Auf jeden Fall, ja. Vor allem weil mir klar ist, dass der Film die Darsteller*innen teils sicher an ihre Grenzen führen wird und sich darauf auch erst einmal jemand einlassen muss. Ich denke auch viel darüber nach, wie ich als Regisseur genug Halt und Unterstützung geben und einen Raum schaffen kann, in dem man sich als Schauspieler*in sicher genug für so etwas fühlt. Bei aller Herausforderung glaube ich aber auch, dass der Film die Möglichkeit bietet, Figuren zu spielen, die sonst (gerade im deutschsprachigen Raum) nicht wirklich vorkommen und dass das hoffentlich für viele spannend ist. Das Casting selbst ist für mich aber im Moment noch sehr weit weg, auch wenn ich natürlich Ideen habe, wen ich gerne dabeihätte.

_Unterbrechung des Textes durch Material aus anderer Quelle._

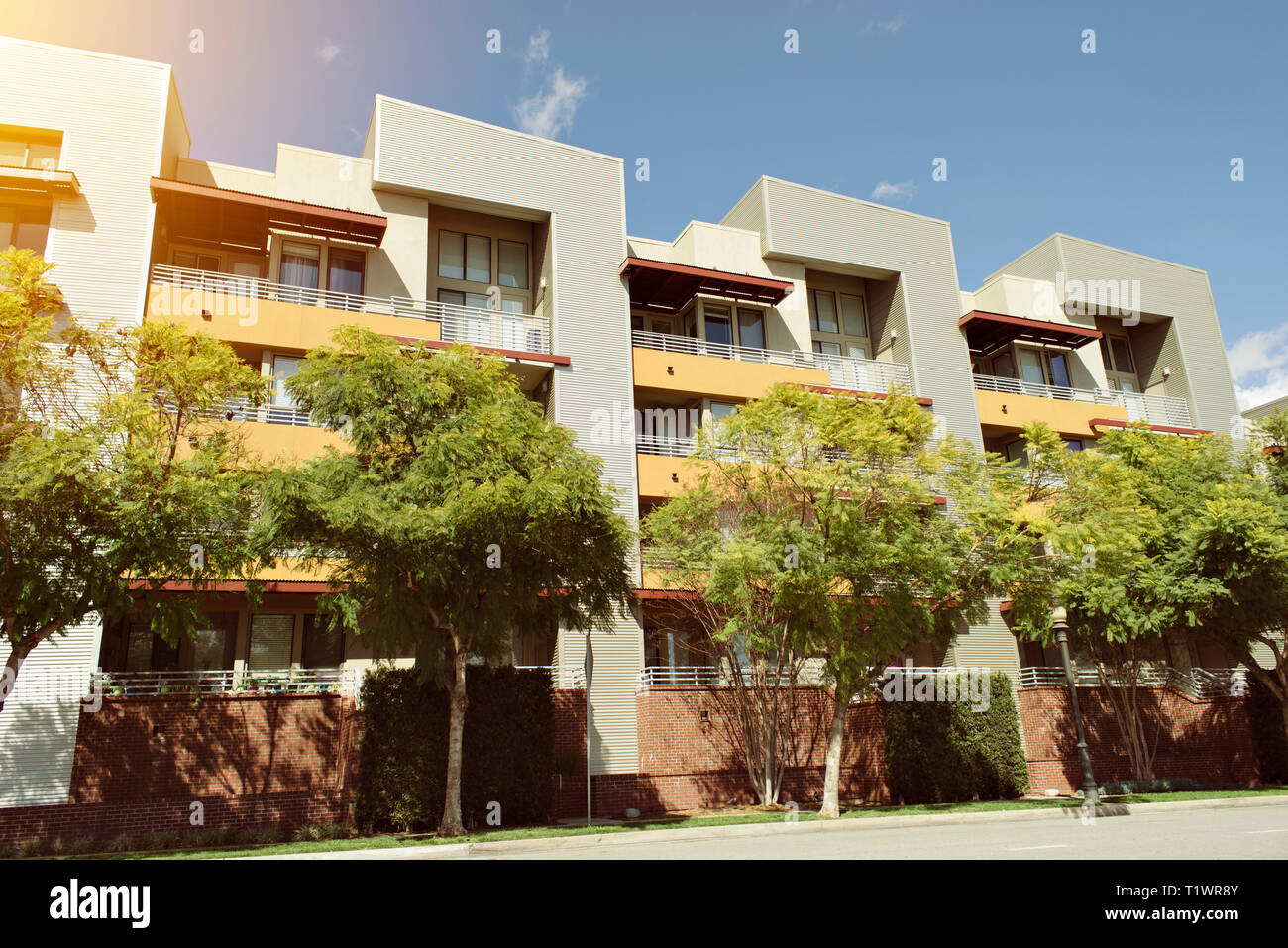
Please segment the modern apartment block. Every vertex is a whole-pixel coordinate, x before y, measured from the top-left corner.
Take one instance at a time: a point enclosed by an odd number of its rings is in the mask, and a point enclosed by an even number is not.
[[[956,437],[1016,457],[1030,420],[1078,450],[1132,421],[1184,435],[1238,416],[1207,276],[1189,267],[1054,234],[962,292],[947,222],[773,178],[719,223],[635,238],[622,160],[574,146],[376,97],[359,155],[282,144],[269,171],[232,167],[189,153],[167,66],[10,39],[0,66],[0,243],[55,263],[77,318],[225,340],[274,379],[272,404],[228,424],[282,462],[340,444],[282,381],[345,323],[502,356],[603,457],[632,524],[683,487],[693,424],[782,381],[909,392]],[[592,634],[595,774],[640,772],[641,689],[715,674],[656,621],[665,590],[641,559],[638,604]],[[128,694],[184,676],[352,689],[372,659],[316,622],[323,578],[264,578],[254,612],[236,587],[213,598],[194,643],[85,626],[32,667],[102,667]],[[578,687],[585,648],[580,632],[516,635],[514,662]],[[1001,604],[947,654],[913,658],[1018,679],[1055,665]],[[67,802],[79,710],[21,698],[0,715],[0,806]]]

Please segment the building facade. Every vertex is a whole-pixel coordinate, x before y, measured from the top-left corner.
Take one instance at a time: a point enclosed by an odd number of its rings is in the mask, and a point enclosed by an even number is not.
[[[189,153],[167,66],[9,39],[0,63],[0,242],[57,264],[77,318],[227,341],[274,380],[270,404],[228,424],[283,464],[341,443],[282,383],[345,323],[502,356],[603,459],[632,526],[683,487],[694,426],[781,381],[908,392],[943,430],[1012,457],[1030,420],[1081,450],[1135,421],[1185,435],[1238,417],[1202,270],[1054,234],[962,292],[947,222],[773,178],[719,223],[635,238],[617,157],[377,97],[359,155],[283,144],[272,171],[232,167]],[[645,550],[639,602],[591,634],[590,769],[604,777],[641,769],[641,689],[711,674],[697,643],[654,621],[648,565]],[[316,622],[325,577],[287,563],[264,578],[254,612],[236,587],[213,596],[196,641],[88,625],[31,667],[100,667],[118,694],[184,676],[352,689],[372,657]],[[947,654],[912,658],[1018,680],[1054,665],[1002,608]],[[585,652],[580,632],[516,636],[514,662],[580,687]],[[15,697],[0,806],[67,802],[79,708]]]

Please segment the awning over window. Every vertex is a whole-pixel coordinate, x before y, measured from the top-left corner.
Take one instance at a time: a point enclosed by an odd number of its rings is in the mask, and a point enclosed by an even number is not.
[[[80,182],[71,171],[45,171],[33,167],[0,167],[0,193],[26,192],[32,196],[76,197]]]
[[[1082,326],[1002,316],[1001,313],[983,313],[978,309],[966,313],[957,321],[957,325],[961,327],[962,335],[966,336],[966,345],[972,356],[990,356],[1015,340],[1077,349],[1101,336],[1100,331]]]
[[[627,256],[620,273],[630,281],[631,305],[659,313],[677,313],[699,292],[773,307],[792,291],[791,281],[645,260],[640,256]]]
[[[243,191],[152,179],[152,197],[165,211],[170,240],[267,246],[269,228],[380,246],[389,219],[377,214],[283,201]]]

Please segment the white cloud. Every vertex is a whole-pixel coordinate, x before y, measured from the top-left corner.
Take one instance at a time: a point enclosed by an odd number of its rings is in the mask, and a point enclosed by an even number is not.
[[[544,63],[550,58],[550,31],[545,27],[528,37],[528,52],[523,54],[523,62]]]
[[[890,17],[890,19],[873,19],[869,21],[863,30],[859,31],[859,36],[867,36],[873,30],[880,30],[886,33],[896,33],[903,28],[903,10]]]
[[[1288,395],[1288,322],[1240,336],[1226,356],[1240,408]]]
[[[545,91],[515,106],[514,117],[524,131],[541,138],[558,138],[572,128],[577,107],[585,97],[586,80],[581,76],[569,79],[563,66],[556,66]]]
[[[911,180],[899,182],[898,184],[891,184],[890,182],[881,182],[875,188],[872,188],[872,200],[907,201],[916,193],[917,193],[917,185]]]

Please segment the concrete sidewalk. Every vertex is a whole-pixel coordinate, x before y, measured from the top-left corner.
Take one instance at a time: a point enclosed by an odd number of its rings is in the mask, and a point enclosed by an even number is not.
[[[1229,797],[1216,800],[1177,800],[1159,804],[1103,804],[1096,817],[1131,817],[1166,814],[1184,810],[1243,809],[1252,806],[1288,806],[1288,795],[1265,797]],[[514,855],[576,849],[594,849],[640,842],[666,844],[692,840],[747,839],[818,832],[863,832],[899,827],[960,826],[971,823],[1029,823],[1034,820],[1082,819],[1082,808],[1060,806],[1029,810],[987,810],[980,813],[920,813],[905,817],[850,817],[848,819],[815,819],[796,823],[734,823],[710,827],[677,827],[675,830],[634,830],[580,836],[541,836],[529,840],[497,840],[495,842],[442,842],[424,846],[392,846],[350,849],[330,853],[285,853],[240,859],[460,859],[470,855]]]

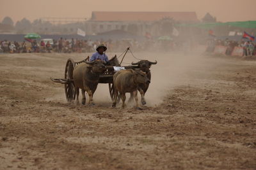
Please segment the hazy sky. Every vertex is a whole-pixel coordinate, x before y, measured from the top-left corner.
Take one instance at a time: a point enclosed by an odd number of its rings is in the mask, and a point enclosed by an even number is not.
[[[92,11],[207,12],[221,22],[256,20],[256,0],[0,0],[0,21],[26,17],[90,18]]]

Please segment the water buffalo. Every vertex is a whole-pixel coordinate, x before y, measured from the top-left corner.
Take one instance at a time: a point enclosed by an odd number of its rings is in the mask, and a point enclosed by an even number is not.
[[[147,77],[151,80],[151,73],[149,68],[151,67],[152,64],[156,64],[157,62],[156,60],[155,62],[150,62],[147,60],[141,60],[138,62],[134,63],[132,62],[132,65],[138,65],[141,71],[144,71],[147,74]],[[140,95],[141,96],[141,104],[146,104],[146,101],[145,100],[144,96],[146,93],[147,90],[148,89],[149,83],[141,83],[139,84],[138,90],[139,90]],[[129,102],[131,102],[133,99],[133,94],[131,93],[131,97],[129,99]]]
[[[122,107],[126,106],[125,93],[132,93],[136,101],[136,106],[138,108],[138,88],[139,84],[147,84],[150,80],[147,77],[146,73],[142,71],[134,71],[132,69],[121,70],[114,74],[113,83],[115,87],[115,99],[113,103],[113,107],[116,105],[117,97],[119,94],[123,102]]]
[[[73,80],[76,88],[76,102],[79,103],[79,89],[82,90],[82,104],[85,104],[85,91],[89,95],[89,105],[94,104],[93,94],[98,86],[100,74],[106,71],[106,62],[102,60],[85,61],[77,65],[73,71]]]

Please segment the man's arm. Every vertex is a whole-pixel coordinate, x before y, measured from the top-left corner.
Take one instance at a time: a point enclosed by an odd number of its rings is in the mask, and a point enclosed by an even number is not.
[[[90,58],[89,61],[93,61],[93,60],[95,60],[95,54],[93,53],[93,54],[92,55],[91,58]]]
[[[104,55],[104,56],[105,56],[105,59],[104,59],[104,60],[106,61],[106,62],[108,62],[108,55],[106,55],[106,54]]]

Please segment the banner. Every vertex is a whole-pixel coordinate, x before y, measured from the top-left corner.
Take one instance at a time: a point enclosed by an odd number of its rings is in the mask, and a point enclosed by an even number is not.
[[[228,48],[227,46],[218,45],[215,46],[214,51],[213,52],[214,53],[221,53],[221,54],[225,54],[227,49]]]
[[[85,32],[81,30],[81,29],[77,28],[77,35],[81,36],[85,36]]]
[[[243,47],[236,46],[231,54],[232,56],[243,56],[244,50]]]

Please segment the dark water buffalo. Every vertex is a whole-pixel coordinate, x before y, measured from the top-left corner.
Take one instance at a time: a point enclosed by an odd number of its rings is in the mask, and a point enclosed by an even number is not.
[[[140,70],[121,70],[115,73],[113,76],[115,99],[113,103],[113,107],[116,106],[117,97],[120,94],[123,102],[122,107],[125,108],[126,106],[125,103],[125,93],[131,92],[135,98],[136,106],[138,108],[137,92],[139,84],[148,84],[150,82],[150,80],[147,77],[146,73]]]
[[[102,60],[85,61],[74,69],[73,79],[76,88],[76,102],[79,103],[79,89],[82,90],[82,104],[85,104],[85,91],[89,95],[89,104],[94,104],[93,94],[98,86],[100,74],[106,71],[106,62]]]
[[[132,62],[132,65],[138,65],[140,67],[140,69],[142,71],[144,71],[147,74],[147,77],[151,80],[151,73],[150,70],[149,69],[151,67],[152,64],[156,64],[157,62],[156,60],[155,62],[150,62],[147,60],[142,60],[138,62]],[[145,100],[144,96],[146,93],[147,90],[148,89],[149,83],[142,83],[139,84],[138,90],[139,90],[140,95],[141,96],[141,104],[146,104],[146,101]],[[129,101],[131,102],[133,99],[133,94],[131,93],[131,97],[129,99]]]

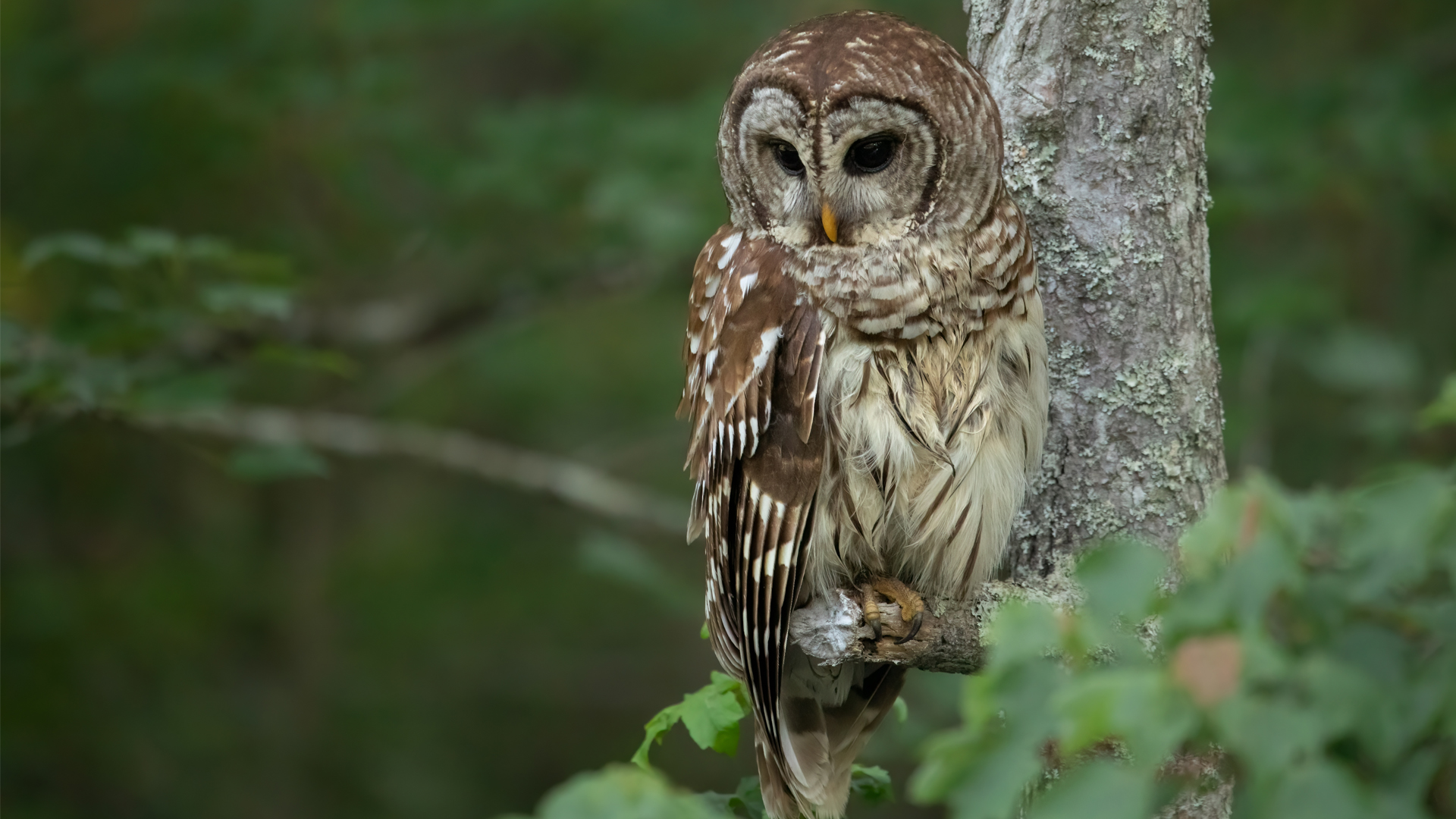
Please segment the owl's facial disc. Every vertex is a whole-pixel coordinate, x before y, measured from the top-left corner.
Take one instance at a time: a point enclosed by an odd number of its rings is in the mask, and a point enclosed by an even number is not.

Trailer für Seeing Pan (2020, 28 min) :
WATTMARCK (2017, 19 min):
Als Absolvent der Akademie der bildenden Künste arbeitest du nun an deinem ersten Drehbuch für einen langen Kinospielfilm. Vor welchen Herausforderungen stellt es dich – als jemand, der keine ‘klassische’ Filmausbildung absolviert hat –, ein Langfilmdrehbuch zu schreiben?
Dass ich nie das Handwerk eines Drehbuchautors im universitären Kontext gelernt habe, ist sicher eine Herausforderung. Ich empfinde es aber auch als etwas, das mir sehr viel Freiheit gibt in der Herangehensweise an einen Stoff. So war das auch schon während des Studiums. Was die Bildende an Infrastruktur und technischer Ausbildung nicht hat, hat sie dafür an Freiraum zum Experimentieren. Ich glaube nicht, dass ich WATTMARCK oder Seeing Pan an einer Filmhochschule machen hätte können, wo man die Unterschrift aller Professor*innen braucht, bevor man drehen darf.
In welchem Stadium befindet sich das Projekt Sohn derzeit und was glaubst du, wird in den nächsten Schritten die größte Herausforderung?
Die erste Fassung des Drehbuchs ist fertig und gerade bin ich dabei, eine Produktionsfirma zu suchen, die das Projekt mit mir gemeinsam weiterentwickeln und umsetzen möchte. Es wird sicherlich eine Herausforderung sein, Förderstellen zu überzeugen, dass das Projekt, mit den Mitteln, die einem bei einem Erstlingsprojekt in Österreich zur Verfügung stehen, umsetzbar ist. Auch wird der Erfolg von Filmen bei uns immer noch hauptsächlich über im Inland verkaufte Kinotickets bemessen. Filme, die ein sehr spezifisches (z.B. ein queeres oder Genre-)Publikum haben und das international auch erreichen können, tun sich aber schwer, in einem kleinen Land mit sowieso nicht sehr starker Kinobesuchskultur, die ‘Massen’ zu erreichen. Festivalerfolge können das zum Teil ausgleichen, aber ich glaube, wir müssen bei der Auswertung von Filmen in Zukunft noch viel internationaler und gleichzeitig spezifischer denken.
Du hast zu unserem Fotoshooting als Objekt einen Lötkolben mitgenommen. Warum?
Weil ich bei meinen bisherigen Filmen auch meistens als (Ko-)Szenenbildner an der Ausstattung beteiligt war und dabei am Ende immer irgendwelche Elektroinstallationen zu löten waren. Seien es die Synthesizer in WATTMARCK oder das Körpervermietungsgerät in Seeing Pan. Das ist aber immer mehr aus der Not heraus passiert, da ich nicht gewusst hätte, wer mir das ohne Budget sonst hätte bauen sollen. Und auch wenn mir das Szenenbild immer wichtig sein wird, hoffe ich den Lötkolben in Zukunft nicht mehr selbst anwerfen zu müssen.